7E1. State the three motivating criteria that define information entropy. Try to express each in your own words.

#Motivating criteria that define information entropy should
#1) be measured on a continuous scale such that the spacing between adjacent values is consistent
#2) capture the size of the possibility space is the value scales with the number of possible outcomes
#3) be flexible to add independent events such that it does not matter how the events are divided

7E2. Suppose a coin is weighted such that, when it is tossed and lands on a table, it comes up heads 70% of the time. What is the entropy of this coin?

p <- c(0.7, 1 - 0.7)
(H <- -sum(p * log(p)))
## [1] 0.6108643

7E3. Suppose a four-sided die is loaded such that, when tossed onto a table, it shows “1” 20%, “2” 25%, “3” 25%, and “4” 30% of the time. What is the entropy of this die?

p <- c(0.20, 0.25, 0.25, 0.30)
(H <- -sum(p * log(p)))
## [1] 1.376227

7E4. Suppose another four-sided die is loaded such that it never shows “4”. The other three sides show equally often. What is the entropy of this die?

p <- c(1/3,1/3,1/3)
(H <- -sum(p * log(p)))
## [1] 1.098612

7M1. Write down and compare the definitions of AIC and WAIC. Which of these criteria is most general? Which assumptions are required to transform the more general criterion into a less general one?

#AIC is D_train + 2p
#Dtrain is the in-sample training deviance 
#p is the number of free parameters estimated in the model

#WAIC is defined as −2(lppd−pWAIC) where 
#Pr(yi) is the average likelihood of observation i in the training sample, and 
#V(yi) is variance in log-likelihood for observation i in the training sample.

#WAIC is the most general

7M2. Explain the difference between model selection and model comparison. What information is lost under model selection?

#In model selection, we pick the one model with best information criteria value.
#In model averaging, the DIC or WAIC are used to make a posterior predictive distribution that combines all models. 

7M3. When comparing models with an information criterion, why must all models be fit to exactly the same observations? What would happen to the information criterion values, if the models were fit to different numbers of observations? Perform some experiments, if you are not sure.

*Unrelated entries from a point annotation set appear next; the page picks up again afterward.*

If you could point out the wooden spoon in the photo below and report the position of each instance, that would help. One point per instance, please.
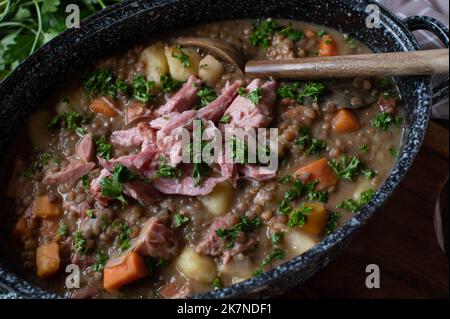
(424, 62)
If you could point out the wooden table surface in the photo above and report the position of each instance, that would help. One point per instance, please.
(400, 239)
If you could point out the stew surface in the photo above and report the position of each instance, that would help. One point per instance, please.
(96, 182)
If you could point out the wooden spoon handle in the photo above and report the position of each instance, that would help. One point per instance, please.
(423, 62)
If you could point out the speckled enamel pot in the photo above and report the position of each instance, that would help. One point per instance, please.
(122, 24)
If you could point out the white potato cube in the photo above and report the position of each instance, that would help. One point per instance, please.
(218, 202)
(196, 267)
(155, 62)
(210, 70)
(297, 242)
(183, 62)
(239, 267)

#Information criteria are based on deviance, which is accrued over observations without being divided by the number of observations. Therefore, it is a sum, not an average. So, all else being equal, a model with more observations will have a higher deviance and thus worse accuracy according to information criteria. It would be an unfair comparison to contrast models fit to different numbers of observations.

7M4. What happens to the effective number of parameters, as measured by PSIS or WAIC, as a prior becomes more concentrated? Why? Perform some experiments, if you are not sure.

#As the prior becomes more concentrated, the effective number of parameters decreases. In the case of WAIC, this is because 𝑝𝑊𝐴𝐼𝐶 is a measure of the variance in the log-likelihood for each observation in the training sample; with more concentrated priors, the likelihood will become more concentrated as well and thus variance will decrease.

7M5. Provide an informal explanation of why informative priors reduce overfitting.

#If we use informative priors, we restrict the parameters to only vary in the bounds of the prior. Therefore, the degree at which the model can overfit the data is limited.

7M6. Provide an informal explanation of why overly informative priors result in underfitting.

#This is because overly informative priors constrain the flexibility of the model too much. Thus they make it less likely for "correct" parameter values to be assigned high posterior probability.